OCCHIO, MALOCCHIO…

Riti popolari mai fuori moda

Un fenomeno largamente diffuso e praticato ancora è la procedura di “intercessione” per togliere il malocchio.

“Ho un grande mal di testa”, “Mi sento stanca, come se avessi un grande peso sulle spalle”, “Mi brucia lo stomaco”, queste o altre affermazioni simili sullo stato di salute della vittima, oggetto del potere negativo del portatore di maleficio.

Nella tradizione popolare del sud, l’arte di “sdocchiare”, togliere il malocchio, si tramanda di madre in figlia da secoli. La notte del 24 dicembre, vigilia di Natale, si procede all’iniziazione dei nuovi adepti (la scelta, quasi sempre, ricade su una donna, più affidabile e capace di custodire il segreto della formula propiziatoria), che impara le parole “magiche” da recitare, con forte coinvolgimento emotivo, e con l’aiuto di alcuni elementi naturali (acqua, olio di oliva, sale) o di azioni del proprio corpo (starnuto, sbadiglio) compie l’opera di scacciare via il male che affligge la “docchiata” (la vittima è quasi sempre donna, più soggetto e oggetto di invidie e pettegolezzi).

E’ così che, attraverso l’intervento degli spiriti buoni, tutto il male che attanaglia la testa, che appesantisce la schiena o che infiamma l’addome si raccolgono nel piatto al contatto tra l’acqua di fondo e l’olio versato a stillicidio, lentamente. E per la più anziana ed esperta, uno starnuto o uno sbadiglio eliminano dal corpo il male incamerato durante la procedura per liberare la persona colpita dal maleficio…

Tante le regole da rispettare: non può essere una familiare ad agire, perchè il legame di sangue non permette di essere distaccate dall’evento; in alcuni giorni della settimana o durante alcune festività non è possibile agire; non si possono compiere troppe procedure nello stesso giorno, o sulla stessa persona, senza che sia trascorso un ragionevole periodo di tempo; il “male” raccolto va buttato lontano dall’abitazione in cui avviene il rito, per non lasciarlo all’interno.

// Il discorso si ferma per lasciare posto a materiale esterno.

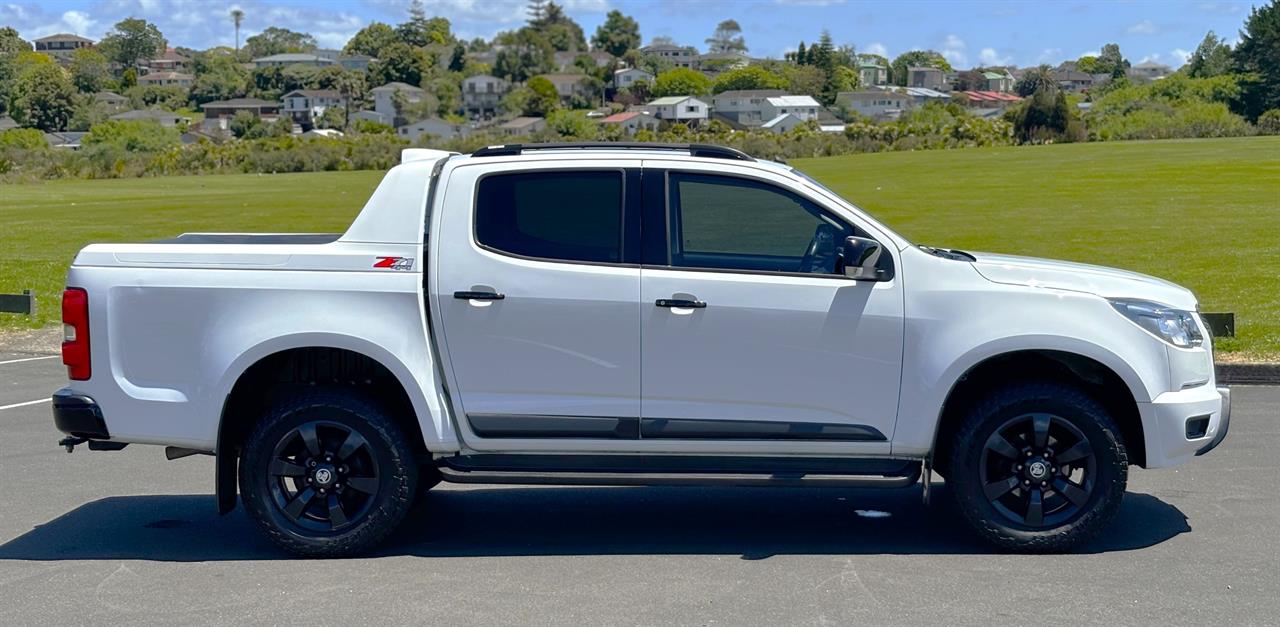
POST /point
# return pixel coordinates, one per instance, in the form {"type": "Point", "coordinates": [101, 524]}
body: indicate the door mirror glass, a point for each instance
{"type": "Point", "coordinates": [860, 259]}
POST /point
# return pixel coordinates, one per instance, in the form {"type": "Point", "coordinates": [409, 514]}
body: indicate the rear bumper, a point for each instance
{"type": "Point", "coordinates": [1169, 424]}
{"type": "Point", "coordinates": [80, 416]}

Una procedura sistematica che racchiude origini pagane, volontà di propiziazione, ma nel contempo, una forte convinzione di fede, fatta di una coscienza dell’esistenza di bene e male, di persone fragili e di altre più forti e spesso cattive, capaci di arrecare, con un brutto pensiero o un occhio malevolo, sofferenza all’altro. Certo è che la Chiesa non può schierarsi a favore di un modus operandi tanto discutibile, ma coloro che prestano il loro aiuto sono pur sempre persone timorate e generose, disponibili a immolarsi per catturare l’altrui male, spesso a proprio discapito. Non è raro, infatti, che a lungo andare questa pratica porti a sua volta sofferenza a chi la compie, perchè difficilmente si rimane estranei al dolore di chi chiede aiuto, e spesso, a onor del vero, si tratta di una richiesta di aiuto vero.

Oggi esistono le terapie farmacologiche, i supporti psicologici, ma sull’argomento malocchio la tradizione ha sempre prestato attenzione. Ogni malessere è riconducibile all’odierno “stress”, ma chi lo definiva tale un secolo fa? Era più accettabile credere di essere invidiati o scherniti e dare la colpa ad altri del proprio insuccesso o delle difficoltà del quotidiano.

Il rito contro il malocchio incuriosisce i turisti che si recano nelle regioni meridionali e nei loro caratteristici paesini (in Calabria, Sicilia, Puglia, Basilicata, Sardegna, Campania): capita spesso che si soffermino non solo a visitare siti culturali o bellezze naturali, ma si lascino affascinare dai racconti di storie ricche di folklore e tradizione popolare. Come un romanzo scritto in vernacolo, i turisti si concedono un rito per alleggerirsi del male/stress e proseguire la vacanza più sereni e leggeri!